AI Article Synopsis
- Immature murine erythroid cells have a natural suppressor activity that can inhibit responses in mouse and human B cells, particularly affecting both IgM and IgG secretion.
- A soluble suppressor factor derived from enriched erythroid precursors, termed erythroid suppressor factor (ErSF), has been shown to exhibit these suppressive effects in a dose-dependent manner without significantly impacting cell viability.
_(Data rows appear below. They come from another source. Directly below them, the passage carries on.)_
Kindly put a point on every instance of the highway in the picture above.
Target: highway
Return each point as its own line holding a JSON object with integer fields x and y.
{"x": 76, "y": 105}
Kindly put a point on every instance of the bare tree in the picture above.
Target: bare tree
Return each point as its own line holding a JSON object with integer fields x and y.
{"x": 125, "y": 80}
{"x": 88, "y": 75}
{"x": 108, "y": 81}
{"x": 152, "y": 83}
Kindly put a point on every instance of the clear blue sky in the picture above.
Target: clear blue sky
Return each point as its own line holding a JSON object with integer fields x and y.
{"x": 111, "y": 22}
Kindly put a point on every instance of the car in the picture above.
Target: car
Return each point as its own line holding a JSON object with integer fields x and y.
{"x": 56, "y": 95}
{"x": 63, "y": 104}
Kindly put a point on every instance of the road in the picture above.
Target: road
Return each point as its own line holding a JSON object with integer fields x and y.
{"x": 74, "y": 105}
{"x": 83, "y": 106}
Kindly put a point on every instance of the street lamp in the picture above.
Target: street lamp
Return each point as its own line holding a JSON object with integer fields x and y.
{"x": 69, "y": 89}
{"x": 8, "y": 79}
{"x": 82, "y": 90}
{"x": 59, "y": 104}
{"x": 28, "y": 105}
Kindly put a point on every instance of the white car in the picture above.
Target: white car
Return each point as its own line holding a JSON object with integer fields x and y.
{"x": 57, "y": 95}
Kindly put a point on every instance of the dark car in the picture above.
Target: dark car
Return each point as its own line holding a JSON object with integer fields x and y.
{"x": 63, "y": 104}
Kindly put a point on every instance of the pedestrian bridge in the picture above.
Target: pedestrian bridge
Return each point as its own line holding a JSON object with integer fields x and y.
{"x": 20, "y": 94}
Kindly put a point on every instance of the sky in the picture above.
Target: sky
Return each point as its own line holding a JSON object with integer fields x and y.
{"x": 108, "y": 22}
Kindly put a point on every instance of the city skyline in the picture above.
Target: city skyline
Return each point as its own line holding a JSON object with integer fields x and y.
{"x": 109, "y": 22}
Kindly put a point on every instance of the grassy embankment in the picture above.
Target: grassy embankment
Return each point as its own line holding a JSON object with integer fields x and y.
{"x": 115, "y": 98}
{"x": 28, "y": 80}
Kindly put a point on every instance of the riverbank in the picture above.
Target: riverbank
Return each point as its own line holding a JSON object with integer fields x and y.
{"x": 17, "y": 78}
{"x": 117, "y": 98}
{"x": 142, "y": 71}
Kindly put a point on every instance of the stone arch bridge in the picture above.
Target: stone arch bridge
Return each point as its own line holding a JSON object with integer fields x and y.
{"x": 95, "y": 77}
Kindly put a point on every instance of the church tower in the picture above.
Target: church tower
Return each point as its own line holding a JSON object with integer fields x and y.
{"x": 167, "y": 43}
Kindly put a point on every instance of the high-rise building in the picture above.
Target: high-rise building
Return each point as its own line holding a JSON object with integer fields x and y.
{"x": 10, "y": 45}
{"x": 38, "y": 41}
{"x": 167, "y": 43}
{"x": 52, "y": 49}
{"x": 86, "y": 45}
- The action of ErSF requires the presence of interleukin-2 (IL-2) for its suppressive effects on B cell proliferation, demonstrating its role in the concept of "natural suppression."
Article Abstract
Immature murine erythroid cells have natural suppressor cell activity suppressing in vitro mouse plaque-forming cell response and LPS-stimulated proliferative response of mouse spleen cells. A cell population enriched by erythroid precursors can produce a soluble activity with similar suppressive abilities. This erythroid suppressor activity (ErSF) has a low Mr (1 to 10 kDa). It can suppress both IgM and IgG secretion of PWM-stimulated human B cells and inhibit the proliferative response of PWM-stimulated human B lymphocytes, thereby indicating a species-nonspecific type of action. Antigen-induced mouse PFC response and mitogen-stimulated mouse and human B cell proliferation were inhibited dose dependently by the addition of ErSF, which did not significantly reduce cell viability, however. Kinetic studies showed that ErSF suppressed Ig secretion and proliferation of mitogen-stimulated B lymphocytes in all culture periods. The suppressive effect of ErSF on B cell proliferation was indirect, requiring the presence of IL-2 (but not of IL-1 alpha, IL-1 beta, or BCGF). In the presence of IL-2, the proliferative response of SAC-stimulated B cells was suppressed by ErSF when added at all time intervals studied but was maximal when ErSF was added on the third day of culture. The role of suppressor factor produced by immature murine erythroid cells in the phenomenon of "natural suppression" has been discussed.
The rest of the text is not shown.